Yes I have been in service in hospitals when they were bombarded and I have been in them when the bombs of the aeroplanes have been dropped upon them. Hospitals for a time seemed favourite targets.

The first- aid hospitals and those of the ‘little wounded’ call for easier work than the other ones, but when one gets into the work the spirit of heroism of then French makes every man or woman with a heart, who comes into contact with them feel that no sacrifice is too great to make in their aid.

Yes there is great need for relief supplies in the hospitals; do not let anyone give the impression to the contrary.  But there is not always discernment shown in the kind of supplies sent. In the French hospitals they are very exacting about the kind of hospital supplies they use.  They prefer for instance the materials out of which to make their pads and bandages rather than the bandages and certain hospital devices already made, which may be perfectly acceptable for use for instance in the American ambulances.  You can understand with the unceasing need for hospitals and more hospitals with little cessation in the numbers of the wounded, that the facilities for hospital work are needed continuously in great abundance.”

Miss Derr though in deep mourning for her aunt, consented to talk before a group of Atlanta women on the subject of French relief: this request made of her by Mrs C B Wilmer  a friend of her family, and Mrs Richard Johnston who was among the first southern women to inaugurate work for French relief.

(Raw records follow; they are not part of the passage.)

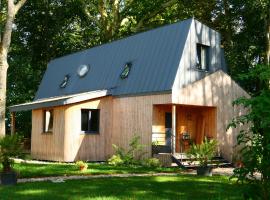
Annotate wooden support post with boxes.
[10,112,15,135]
[172,105,176,154]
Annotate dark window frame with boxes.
[42,109,54,133]
[196,43,210,72]
[81,108,100,134]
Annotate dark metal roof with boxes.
[35,19,192,100]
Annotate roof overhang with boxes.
[9,90,110,112]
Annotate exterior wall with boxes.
[31,107,65,161]
[172,71,249,160]
[63,97,113,161]
[173,20,222,92]
[31,94,171,162]
[31,71,248,162]
[112,94,171,159]
[152,105,216,152]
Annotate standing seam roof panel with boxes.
[35,19,193,100]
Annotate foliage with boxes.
[187,137,217,167]
[142,158,161,168]
[108,135,145,165]
[229,65,270,199]
[6,162,180,178]
[75,160,88,171]
[0,135,22,172]
[108,154,124,166]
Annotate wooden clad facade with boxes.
[31,71,247,162]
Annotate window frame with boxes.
[196,43,210,72]
[80,108,100,135]
[42,109,54,134]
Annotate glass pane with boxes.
[201,46,206,69]
[89,110,99,132]
[81,110,89,131]
[196,44,201,68]
[44,110,53,132]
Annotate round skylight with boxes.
[59,74,70,88]
[77,65,90,77]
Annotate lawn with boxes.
[10,163,180,178]
[0,175,243,200]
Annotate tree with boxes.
[230,65,270,200]
[0,0,26,136]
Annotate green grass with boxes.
[0,175,243,200]
[9,163,180,178]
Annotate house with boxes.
[10,18,248,162]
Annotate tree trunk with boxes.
[0,0,26,137]
[0,55,8,137]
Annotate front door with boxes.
[165,112,172,148]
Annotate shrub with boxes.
[76,160,88,171]
[187,137,217,167]
[108,154,124,166]
[143,158,161,167]
[108,136,145,165]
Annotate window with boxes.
[77,65,90,78]
[81,109,99,133]
[120,62,132,79]
[59,74,70,88]
[196,44,209,71]
[43,110,53,133]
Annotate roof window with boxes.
[120,62,132,79]
[59,74,70,88]
[196,44,209,71]
[77,65,90,78]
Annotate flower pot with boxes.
[197,166,212,176]
[1,171,17,185]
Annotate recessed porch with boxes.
[152,104,217,154]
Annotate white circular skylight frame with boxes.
[77,64,90,78]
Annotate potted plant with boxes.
[0,135,23,185]
[76,160,88,171]
[187,138,217,176]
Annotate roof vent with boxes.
[59,74,70,88]
[120,62,132,79]
[77,65,90,78]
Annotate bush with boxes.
[187,137,217,167]
[143,158,161,168]
[108,136,145,165]
[108,154,124,166]
[76,160,88,171]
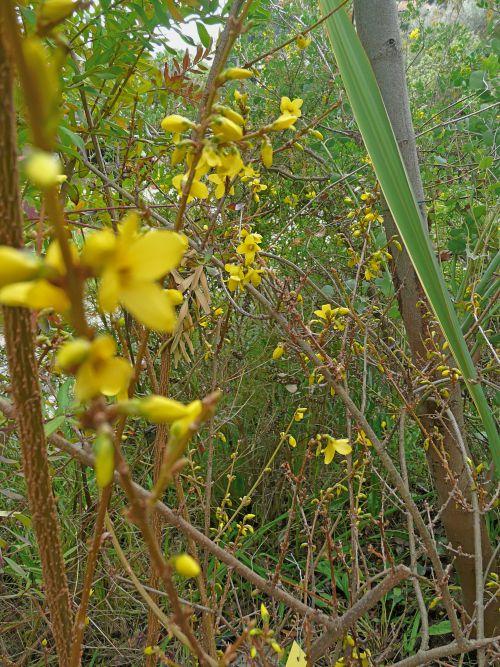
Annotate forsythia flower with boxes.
[268,113,297,132]
[0,241,73,312]
[24,150,63,190]
[323,435,352,465]
[224,264,245,292]
[210,116,243,141]
[172,174,208,203]
[273,343,285,361]
[39,0,76,23]
[161,114,195,134]
[94,433,115,489]
[280,97,304,118]
[56,335,133,401]
[236,234,260,266]
[173,554,201,579]
[260,137,273,169]
[82,213,187,331]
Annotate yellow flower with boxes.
[295,35,311,50]
[323,435,352,465]
[208,174,234,199]
[260,137,273,169]
[293,408,307,422]
[172,174,208,203]
[224,264,245,292]
[280,97,304,118]
[212,104,245,127]
[137,394,203,424]
[218,67,255,83]
[24,150,63,190]
[161,114,195,133]
[236,234,260,266]
[56,335,133,401]
[243,267,264,287]
[94,433,115,489]
[0,246,42,287]
[273,343,285,361]
[210,116,243,141]
[82,213,187,331]
[0,279,70,313]
[268,113,297,132]
[173,554,201,579]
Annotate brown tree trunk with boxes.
[354,0,500,636]
[0,14,72,666]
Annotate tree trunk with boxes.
[0,13,72,666]
[354,0,499,636]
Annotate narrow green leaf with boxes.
[319,0,500,476]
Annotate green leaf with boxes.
[196,23,212,49]
[429,621,451,637]
[319,0,500,476]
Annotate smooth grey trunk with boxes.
[354,0,499,636]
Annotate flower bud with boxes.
[173,554,201,579]
[161,114,195,132]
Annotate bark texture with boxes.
[0,18,72,666]
[354,0,500,636]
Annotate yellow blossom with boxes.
[173,554,201,579]
[172,174,208,203]
[39,0,76,23]
[212,104,245,127]
[94,433,115,489]
[56,335,133,401]
[323,435,352,465]
[210,115,243,141]
[293,408,307,422]
[236,234,260,266]
[268,113,297,132]
[260,137,273,169]
[224,264,245,292]
[24,150,63,190]
[280,97,304,118]
[82,213,187,331]
[273,343,285,361]
[161,114,195,133]
[137,394,203,424]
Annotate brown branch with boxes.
[0,18,72,665]
[0,398,411,635]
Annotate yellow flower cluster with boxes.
[161,90,302,202]
[0,213,187,332]
[224,229,264,292]
[316,433,352,465]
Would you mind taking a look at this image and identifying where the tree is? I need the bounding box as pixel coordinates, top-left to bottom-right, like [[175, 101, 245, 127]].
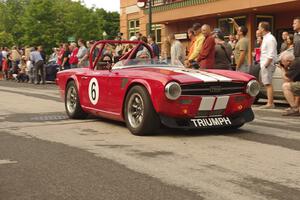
[[0, 0, 119, 51]]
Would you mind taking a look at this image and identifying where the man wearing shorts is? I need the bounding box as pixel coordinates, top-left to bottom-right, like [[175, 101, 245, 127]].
[[258, 22, 277, 109], [280, 51, 300, 116]]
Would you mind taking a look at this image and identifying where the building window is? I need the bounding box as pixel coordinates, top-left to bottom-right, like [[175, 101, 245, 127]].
[[148, 24, 161, 44], [128, 19, 140, 39], [218, 16, 247, 36]]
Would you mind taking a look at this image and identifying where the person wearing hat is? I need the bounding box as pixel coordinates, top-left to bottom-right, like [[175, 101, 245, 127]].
[[214, 30, 232, 70], [197, 24, 216, 69], [185, 23, 205, 69]]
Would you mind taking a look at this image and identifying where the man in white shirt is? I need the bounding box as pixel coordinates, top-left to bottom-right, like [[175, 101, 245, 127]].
[[258, 22, 277, 109]]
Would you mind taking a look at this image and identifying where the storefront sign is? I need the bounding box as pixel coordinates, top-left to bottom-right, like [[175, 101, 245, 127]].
[[174, 33, 188, 40]]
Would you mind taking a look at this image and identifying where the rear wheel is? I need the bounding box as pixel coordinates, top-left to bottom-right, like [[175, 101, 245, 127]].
[[124, 86, 160, 136], [65, 81, 87, 119]]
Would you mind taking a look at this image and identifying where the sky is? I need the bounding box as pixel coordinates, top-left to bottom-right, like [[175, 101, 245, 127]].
[[84, 0, 120, 12]]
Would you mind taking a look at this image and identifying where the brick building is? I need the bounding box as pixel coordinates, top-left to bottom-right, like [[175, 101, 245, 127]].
[[120, 0, 300, 58]]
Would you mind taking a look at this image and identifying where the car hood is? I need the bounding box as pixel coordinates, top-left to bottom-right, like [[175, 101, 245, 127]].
[[124, 67, 255, 84]]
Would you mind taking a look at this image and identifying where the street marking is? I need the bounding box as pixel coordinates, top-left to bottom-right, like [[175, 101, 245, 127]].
[[0, 160, 18, 165]]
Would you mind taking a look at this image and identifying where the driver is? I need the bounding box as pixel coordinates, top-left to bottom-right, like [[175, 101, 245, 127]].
[[97, 54, 113, 70]]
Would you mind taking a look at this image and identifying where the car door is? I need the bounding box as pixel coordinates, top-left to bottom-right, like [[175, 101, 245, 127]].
[[80, 69, 109, 111]]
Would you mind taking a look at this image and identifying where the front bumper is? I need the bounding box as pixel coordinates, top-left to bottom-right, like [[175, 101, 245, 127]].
[[160, 108, 254, 129]]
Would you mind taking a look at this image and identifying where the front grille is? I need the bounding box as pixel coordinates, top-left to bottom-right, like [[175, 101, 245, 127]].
[[181, 82, 246, 96]]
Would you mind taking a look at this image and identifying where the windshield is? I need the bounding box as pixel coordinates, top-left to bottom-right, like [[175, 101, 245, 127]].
[[113, 58, 184, 69]]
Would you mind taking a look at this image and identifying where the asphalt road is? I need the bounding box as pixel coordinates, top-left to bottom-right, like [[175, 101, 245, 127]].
[[0, 81, 300, 200]]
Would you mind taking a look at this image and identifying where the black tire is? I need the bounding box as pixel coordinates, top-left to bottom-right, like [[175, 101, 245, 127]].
[[225, 124, 244, 130], [65, 81, 87, 119], [124, 86, 160, 136]]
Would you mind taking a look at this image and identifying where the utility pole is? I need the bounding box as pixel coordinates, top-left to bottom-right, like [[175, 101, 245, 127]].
[[137, 0, 153, 35]]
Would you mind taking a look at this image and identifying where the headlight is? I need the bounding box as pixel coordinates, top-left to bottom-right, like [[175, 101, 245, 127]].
[[165, 82, 181, 100], [246, 80, 260, 97]]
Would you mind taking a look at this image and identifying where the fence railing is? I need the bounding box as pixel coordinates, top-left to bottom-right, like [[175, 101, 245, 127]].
[[144, 0, 220, 13]]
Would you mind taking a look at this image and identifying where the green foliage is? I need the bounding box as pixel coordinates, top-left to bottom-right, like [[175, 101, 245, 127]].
[[0, 0, 120, 50]]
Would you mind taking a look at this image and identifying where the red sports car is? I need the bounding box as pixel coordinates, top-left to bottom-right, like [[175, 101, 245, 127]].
[[56, 41, 259, 135]]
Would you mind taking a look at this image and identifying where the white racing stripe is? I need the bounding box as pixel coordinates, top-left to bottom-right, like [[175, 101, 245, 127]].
[[214, 96, 229, 110], [198, 97, 216, 111], [200, 71, 232, 82], [174, 69, 218, 82]]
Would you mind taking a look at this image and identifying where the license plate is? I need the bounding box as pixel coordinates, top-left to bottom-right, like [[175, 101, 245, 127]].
[[191, 117, 232, 128]]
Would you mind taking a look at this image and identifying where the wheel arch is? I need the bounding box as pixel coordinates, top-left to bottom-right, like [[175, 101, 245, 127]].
[[122, 80, 157, 119]]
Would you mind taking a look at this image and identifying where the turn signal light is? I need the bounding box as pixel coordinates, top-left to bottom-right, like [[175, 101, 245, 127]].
[[237, 105, 243, 110]]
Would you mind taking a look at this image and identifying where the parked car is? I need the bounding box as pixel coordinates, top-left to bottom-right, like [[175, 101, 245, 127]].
[[56, 41, 259, 135]]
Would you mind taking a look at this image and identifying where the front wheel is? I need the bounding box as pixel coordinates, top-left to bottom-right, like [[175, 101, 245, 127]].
[[124, 86, 160, 136], [65, 81, 87, 119]]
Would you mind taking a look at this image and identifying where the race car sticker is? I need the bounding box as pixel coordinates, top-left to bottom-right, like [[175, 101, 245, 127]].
[[89, 78, 99, 105]]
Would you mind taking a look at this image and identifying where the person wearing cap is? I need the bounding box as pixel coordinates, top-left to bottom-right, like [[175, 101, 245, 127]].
[[77, 39, 88, 67], [197, 24, 216, 69], [69, 42, 78, 69], [214, 30, 232, 70], [229, 18, 249, 73], [280, 51, 300, 116], [185, 23, 205, 68]]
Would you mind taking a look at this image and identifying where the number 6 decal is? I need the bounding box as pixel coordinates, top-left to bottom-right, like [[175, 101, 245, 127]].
[[89, 78, 99, 105]]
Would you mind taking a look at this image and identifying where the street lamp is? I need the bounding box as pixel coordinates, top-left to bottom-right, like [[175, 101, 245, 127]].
[[136, 0, 152, 35], [102, 31, 107, 40]]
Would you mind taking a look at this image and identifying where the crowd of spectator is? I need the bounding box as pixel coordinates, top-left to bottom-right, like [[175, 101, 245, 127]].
[[0, 18, 300, 116]]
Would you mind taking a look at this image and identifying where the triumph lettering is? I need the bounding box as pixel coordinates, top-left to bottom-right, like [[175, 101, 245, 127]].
[[191, 117, 232, 127]]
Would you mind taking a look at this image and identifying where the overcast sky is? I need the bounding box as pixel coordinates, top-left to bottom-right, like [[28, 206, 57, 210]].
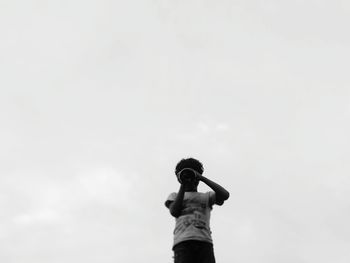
[[0, 0, 350, 263]]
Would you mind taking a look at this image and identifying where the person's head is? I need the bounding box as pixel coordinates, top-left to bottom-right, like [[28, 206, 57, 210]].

While a student of art on going to France six years ago, Miss Derr might be mistaken for an artist’s model, for she is beautiful- not merely in the physical grace of a tall supple form, in the poise of her head but in the spirit of her inner beauty which shows through her shaded blue eyes, illuminates her countenance, and animates her earnest inspiring narration of the life in the French hospitals, to which she is giving her life at present.